2026-07-14

The British government has opened a consultation on changing customs rules for low-value imports, including a proposal to remove the current £135 exemption that lets goods below that threshold enter the country without import VAT and duty.
The proposal was published by HM Revenue & Customs and presented to Parliament by the Chancellor of the Exchequer in July. The consultation focuses on tighter customs controls for low-value shipments, a part of cross-border trade that has grown with online shopping and direct-to-consumer sales.
Under the current system, imported goods valued at less than £135 can enter the United Kingdom free of import VAT and customs duty. HMRC said ending that exemption would “level the playing field” for British traders and businesses. The government also said the change would improve safety and security by giving authorities better visibility over goods entering the country.

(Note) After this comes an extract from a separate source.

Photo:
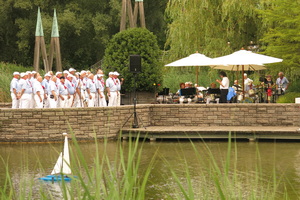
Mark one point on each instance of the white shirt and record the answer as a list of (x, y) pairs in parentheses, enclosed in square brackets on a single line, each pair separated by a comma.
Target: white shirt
[(225, 83), (111, 84)]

The document signals a broader shift in how Britain wants to monitor small parcels arriving from overseas. In practice, removing the exemption could mean more imported items are subject to tax and customs processes that do not apply today. That would affect foreign sellers shipping directly to British consumers, online marketplaces handling low-cost orders and logistics operators moving large volumes of small packages.
For importers and retailers, the proposal points to higher compliance demands as well as possible changes in pricing. If adopted, businesses may need to provide more customs data, adjust payment systems and review how they classify and declare goods sent into the British market. Those changes could add administrative costs even for relatively inexpensive products.
The move matters beyond general retail because many beverage companies now rely on cross-border e-commerce to reach consumers, collectors and specialty buyers. Wine merchants, craft spirits producers and other drinks sellers that ship smaller orders into Britain could face a more complex model for online sales if low-value imports lose their current treatment. Depending on how final rules are written, added tax collection, customs paperwork and compliance checks could raise costs, slow delivery times or feed through into shelf prices for some imported bottles and mixed cases sold online.
That potential impact may be especially relevant for niche beverage categories where margins are already tight and shipments often involve small quantities with high handling costs. Importers of premium wine, limited-release whiskey or specialty beer frequently depend on direct shipping or parcel networks rather than large wholesale consignments. A stricter customs regime for low-value imports could therefore reshape parts of that trade, even if the effect varies by product type, order size and route to market.
The government framed the consultation as both an economic and enforcement measure. By removing a tax advantage on lower-priced imported goods, ministers are seeking to reduce what domestic businesses see as an uneven competitive environment. At the same time, officials argue that fuller reporting on incoming parcels would strengthen border oversight at a time when authorities are under pressure to track goods more closely.
No final decision has yet been announced. The publication sets out proposals for consultation rather than immediate legal change, meaning businesses that depend on low-value imports still face a period of uncertainty while the government gathers responses and considers next steps. For sectors tied closely to international parcel trade, including beverages sold online from abroad into the United Kingdom, the consultation is an early sign that customs friction may increase if ministers proceed with reform.